London: 26th October 2017: A poll recently conducted by Conservative Progress, a grassroots organisation that exists to promote conservatism in the UK, has found that an overwhelming majority of respondents believe the public has a right to know what course content is being included in University courses with regards to Brexit. There is also a widespread perception that course content is heavily biased against Brexit.
In a survey of 327 Conservative activists conducted on October 25th, we found the following:
- 83% of respondents do not believe Brexit is taught in an impartial manner
- Of the respondents who are current students at UK universities, 86% said their experience was that Brexit was not taught impartially
- Of those who responded saying they did not believe it was impartial, 98% said they believed the bias was negative towards Brexit.
- 88% said they believe the public have a right to know what content is being taught with regards to Brexit
Our respondents have provided the following quotes on condition of anonymity.
- I don’t want to come out as conservative yet, as it isn’t safe to do so at my University (Sussex)
- I didn’t risk writing anything that could be construed as anti-EU/pro-Brexit in my EU law exam.
- A lecturer in a Criminology lecture stated how he believed when we left the EU no planes would be able to fly into or from Europe. He then continued to slam anybody who had voted to leave which was a clear attempt to make people such as myself feel uneducated and guilty.
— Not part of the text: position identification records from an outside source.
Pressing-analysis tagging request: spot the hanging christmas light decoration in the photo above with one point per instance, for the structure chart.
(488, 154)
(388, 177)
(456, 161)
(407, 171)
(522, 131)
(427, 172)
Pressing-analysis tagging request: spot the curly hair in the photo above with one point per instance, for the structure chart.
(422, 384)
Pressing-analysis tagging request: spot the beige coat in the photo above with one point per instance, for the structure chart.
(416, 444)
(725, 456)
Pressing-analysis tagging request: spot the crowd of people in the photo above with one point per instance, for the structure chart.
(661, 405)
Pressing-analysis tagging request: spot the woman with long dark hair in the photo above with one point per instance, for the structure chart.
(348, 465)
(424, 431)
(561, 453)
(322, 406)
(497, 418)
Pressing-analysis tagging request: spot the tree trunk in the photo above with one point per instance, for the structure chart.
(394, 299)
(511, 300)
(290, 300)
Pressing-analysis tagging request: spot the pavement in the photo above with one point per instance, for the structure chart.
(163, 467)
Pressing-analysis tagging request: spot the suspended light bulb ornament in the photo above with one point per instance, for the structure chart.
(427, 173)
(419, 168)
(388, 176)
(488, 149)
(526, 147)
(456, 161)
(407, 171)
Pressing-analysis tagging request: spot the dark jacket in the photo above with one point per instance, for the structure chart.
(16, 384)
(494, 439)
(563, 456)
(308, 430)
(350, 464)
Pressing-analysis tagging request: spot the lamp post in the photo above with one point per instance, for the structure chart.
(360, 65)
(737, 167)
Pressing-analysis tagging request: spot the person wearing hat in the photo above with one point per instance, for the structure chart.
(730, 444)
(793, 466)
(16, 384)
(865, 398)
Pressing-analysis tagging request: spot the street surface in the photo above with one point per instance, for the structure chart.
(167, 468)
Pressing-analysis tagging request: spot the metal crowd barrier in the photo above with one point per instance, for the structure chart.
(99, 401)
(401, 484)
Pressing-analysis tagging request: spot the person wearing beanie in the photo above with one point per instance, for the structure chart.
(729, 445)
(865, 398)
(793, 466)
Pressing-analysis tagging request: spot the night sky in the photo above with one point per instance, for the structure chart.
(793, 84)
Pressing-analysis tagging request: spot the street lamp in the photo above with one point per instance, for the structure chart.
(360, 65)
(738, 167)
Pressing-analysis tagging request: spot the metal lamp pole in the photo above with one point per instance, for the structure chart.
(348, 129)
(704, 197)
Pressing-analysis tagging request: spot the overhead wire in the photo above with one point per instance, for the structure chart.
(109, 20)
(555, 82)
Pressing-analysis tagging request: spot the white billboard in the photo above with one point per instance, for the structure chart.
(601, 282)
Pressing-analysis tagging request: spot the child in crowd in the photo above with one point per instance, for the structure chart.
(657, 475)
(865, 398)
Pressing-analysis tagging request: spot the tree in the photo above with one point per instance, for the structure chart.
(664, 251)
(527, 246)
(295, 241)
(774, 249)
After we moved on he came back to the topic stating that he’d love to teach a module on ‘The aftermath of Brexit’ and be able to educate idiots on the consequences of decisions.
- Educational left-wing bias is rife, I am a qualified long time secondary school teacher. It has become more rampant and viscous, totalitarian even last few years
- All my fellow students and lecturers were pro remain and in order to “keep the peace” anyone who wasn’t (ie they backed Brexit) they just keep quiet , this is plain wrong!
- I work in a university – the extent to which some academics are seething and/or emotionally unstable on this issue is so great that it is impossible for them not to carry considerable bias into their lectures. There will also be a huge amount of confirmation bias and groupthink, given the leanings of students on these issues.
- If you have a pro Brexit opinion, during debates you got abuse thrown at you not only from other students but lecturers as well. Which is why it’s mainly biased against Brexit as the pro Brexit students choose not to say anything during debates. You find it’s only people on the left of politics who shout and cause issues during our Debates. In the end those on the middle ground or to the right sit there in silence as not they don’t want to lose a whole lecture in arguments. This is what happens when we voice our opinions
- As someone who works in secondary schools, I am unable to express my opinion on Brexit as I am immediately shouted down and told I am racist. These comments potentially could affect my job.
- I am a PhD candidate and am studying by distance so I only see my supervisor occasionally, however every time I have met with her for supervision she has made strong, anti-Brexit comments. Prior to the referendum she stated that voting to leave was racist, xenophobic and she would leave the country in the event of Brexit. The day after article 50 was triggered I had a supervision meeting with her, and she ranted that ‘the stupidity had to be stopped’. Up until this point I had kept my pro-Brexit views to myself, but I challenged her comments about trying to overturn the result. She then explicitly asked me how I voted, and because I was not prepared to lie, I told her that I supported Leave. She abruptly left the room stating that she needed to put some cold water on her face, when she returned she said that she no longer wanted to discuss the subject with me.
- Having worked at a senior level in universities there is a strong left of centre approach across many departments and shared by vice chancellors and members of the senior management teams. For many they want to shape people’s minds rather than unleashing them, power and publicity for themselves and their institutions and to generate money. There is a difference between academic freedom to research and challenge so that students can make their own decisions and the freedom of the academic to brainwash.
Quote from Luke Springthorpe, Director of Conservative Progress: It is concerning that institutions that shape the thinking of future generations are flagrantly disregarding any obligation to lecture a subject holistically, giving account of both sides irrespective of their own opinions. More concerning, however, is the extent to which people are actively afraid to speak out and express their opinions in open debate. This is ultimately harmful to genuine academic debate. For this reason, we believe Chris Heaton-Harris MP is well within his rights to request course content.